I had my Trail Angel drop me off where I had gotten a hitch with Elanor and David, and I set off to walk to Idyllwild.  A lot of other hikers I had spoken to complained about not wanting to walk on roads, but most of the roads I was on were forest roads.  The Forest Service must have a different definition of what a road is because the first road I took looked like two parallel trails.  It was actually quite pretty as I was walking through an area with pine trees.

The Forest Service claims this is a road.

Eventually, the route spilled back out onto the main highway, highway 74.  This was the uncomfortable part of the route.  There was no sidewalk so I was walking on the soft sediment on the side of the road.  The good thing was that this only happened for a mile and a half. After I passed the Lake Hemet Campground, I crossed the road and entered Hurkey Creek Park where I was able to pick up a trail.

Highway 74 road walk.

The trail started uphill, and I felt like I was hiking again, as opposed to being a roadside vagrant.  I even stumbled upon a large gopher snake basking on the trail.

Gopher snake.

Eventually, I met up with another forest road, this time a wide, unpaved road and continued climbing up towards the town of Idyllwild.  There were little lizards running around everywhere.  There were lizards I kept seeing, but would disappear before I could whip out my camera.  Today I actually got pictures of them.  They appear to be whiptails.  I had tried to do a crowdsource identification of some of my lizard pictures of the PCT on the PCT 2017 Facebook page, but it turns out almost all the lizards I had been seeing were fence lizards.

Whiptail.

I had no idea that fence lizards could darken or lighten their color to help thermoregulate (control body temperature).  Therefore, they can look like they have a wide variety of patterns and colors ranging from almost jet black to tan.  It was a really cool thing to learn, but I was also disappointing that I was only seeing one species of lizard. Today I got conformation that I was seeing another lizard species.

Eventually I connected with another dirt forest road. These roads seem to be very popular with mountain bikers as I was passed by several.  I didn't see a single other hiker.

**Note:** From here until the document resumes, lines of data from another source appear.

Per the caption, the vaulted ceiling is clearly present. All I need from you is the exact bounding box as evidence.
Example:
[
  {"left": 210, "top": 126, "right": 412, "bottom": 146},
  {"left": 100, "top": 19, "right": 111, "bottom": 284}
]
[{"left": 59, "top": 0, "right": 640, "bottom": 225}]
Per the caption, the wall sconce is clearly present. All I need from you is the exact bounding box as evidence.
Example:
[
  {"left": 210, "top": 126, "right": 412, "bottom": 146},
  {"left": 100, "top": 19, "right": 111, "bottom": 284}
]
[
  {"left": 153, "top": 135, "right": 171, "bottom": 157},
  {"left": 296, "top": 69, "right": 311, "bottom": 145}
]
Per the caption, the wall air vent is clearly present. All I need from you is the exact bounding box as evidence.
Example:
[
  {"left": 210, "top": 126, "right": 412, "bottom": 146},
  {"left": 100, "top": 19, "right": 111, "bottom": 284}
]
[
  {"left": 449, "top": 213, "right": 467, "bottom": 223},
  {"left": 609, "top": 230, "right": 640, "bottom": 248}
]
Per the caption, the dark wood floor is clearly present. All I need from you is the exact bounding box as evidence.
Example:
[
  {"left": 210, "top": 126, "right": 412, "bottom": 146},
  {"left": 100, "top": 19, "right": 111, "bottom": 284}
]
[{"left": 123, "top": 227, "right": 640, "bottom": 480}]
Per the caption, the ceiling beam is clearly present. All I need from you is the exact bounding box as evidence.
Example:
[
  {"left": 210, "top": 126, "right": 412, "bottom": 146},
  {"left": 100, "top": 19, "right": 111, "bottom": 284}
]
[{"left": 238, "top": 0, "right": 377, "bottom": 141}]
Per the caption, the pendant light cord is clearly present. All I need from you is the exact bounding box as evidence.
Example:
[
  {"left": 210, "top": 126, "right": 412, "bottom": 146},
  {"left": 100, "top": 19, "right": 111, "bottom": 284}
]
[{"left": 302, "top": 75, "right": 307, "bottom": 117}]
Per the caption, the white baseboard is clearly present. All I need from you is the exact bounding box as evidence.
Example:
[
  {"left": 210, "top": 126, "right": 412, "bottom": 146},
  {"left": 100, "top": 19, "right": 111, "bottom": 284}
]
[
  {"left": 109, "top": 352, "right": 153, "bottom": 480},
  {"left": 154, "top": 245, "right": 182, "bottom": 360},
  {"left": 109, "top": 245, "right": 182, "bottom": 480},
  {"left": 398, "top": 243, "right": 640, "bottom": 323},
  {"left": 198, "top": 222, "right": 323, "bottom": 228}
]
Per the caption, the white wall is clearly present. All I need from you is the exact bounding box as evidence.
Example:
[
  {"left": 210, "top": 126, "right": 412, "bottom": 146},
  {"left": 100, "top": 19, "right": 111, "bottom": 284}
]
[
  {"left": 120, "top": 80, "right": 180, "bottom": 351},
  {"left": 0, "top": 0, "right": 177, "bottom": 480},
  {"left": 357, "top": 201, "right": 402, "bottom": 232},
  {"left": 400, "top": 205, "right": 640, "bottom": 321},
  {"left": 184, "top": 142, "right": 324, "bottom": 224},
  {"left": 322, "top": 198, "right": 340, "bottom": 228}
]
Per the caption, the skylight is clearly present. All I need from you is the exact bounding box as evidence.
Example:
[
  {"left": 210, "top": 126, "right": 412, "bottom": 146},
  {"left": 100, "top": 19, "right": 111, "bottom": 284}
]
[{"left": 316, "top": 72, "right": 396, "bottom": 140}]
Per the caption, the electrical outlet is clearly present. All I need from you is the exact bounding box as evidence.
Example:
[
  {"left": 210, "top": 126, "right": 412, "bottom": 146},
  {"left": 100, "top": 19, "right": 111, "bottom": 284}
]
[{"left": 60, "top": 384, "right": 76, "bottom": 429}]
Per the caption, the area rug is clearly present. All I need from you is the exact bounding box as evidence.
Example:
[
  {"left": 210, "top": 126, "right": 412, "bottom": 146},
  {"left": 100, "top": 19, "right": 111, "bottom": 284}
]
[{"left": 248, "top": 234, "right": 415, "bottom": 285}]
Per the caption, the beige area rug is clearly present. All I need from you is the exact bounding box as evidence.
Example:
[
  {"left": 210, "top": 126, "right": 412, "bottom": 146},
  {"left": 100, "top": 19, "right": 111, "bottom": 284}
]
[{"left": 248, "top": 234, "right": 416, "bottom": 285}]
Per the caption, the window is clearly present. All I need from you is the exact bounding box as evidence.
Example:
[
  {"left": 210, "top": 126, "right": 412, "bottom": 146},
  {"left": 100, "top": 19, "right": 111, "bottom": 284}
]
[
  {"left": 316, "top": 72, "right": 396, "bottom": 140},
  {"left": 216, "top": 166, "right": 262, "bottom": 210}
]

Thrashers(?) running on the road.

View of a meadow from the detour route.

The road to Idyllwild.

As I climbed further up towards Idyllwild, the pine trees became more dense, the granite boulders started to appear and I got great views of the valley below.  In the end I spilled out into the beautiful town Idyllwild's residential section.  The houses were huge mountain retreats, so I assumed that residents would be annoyed by dirty, smelly, hiker trash walking through their neighborhoods. To my surprise I saw a welcome sign and water outside one of the more deluxe houses in the area and a lady stopped and offered me a ride to the trail. I politely declined, but it was a very nice gesture.

A very nice gesture.

I made it fairy quickly to the trailhead I had wanted to take tomorrow and waited for my ride while admiring the view of the surrounding mountains and watched a little green hummingbird buzz around a manzanita tree.

The best picture I could get of the hummingbird.

Enjoying the view while waiting for my ride.

My Trail Angel picked me up and I went to stop by the ranger station to check on the mountain conditions.  The trail I wanted to take, which would put me on the mountain right at the end of the closure still had a steep, icy section before it connected with the PCT.  As a result, I will take a different trail up, backtrack 1.4 miles to the closure and start from there.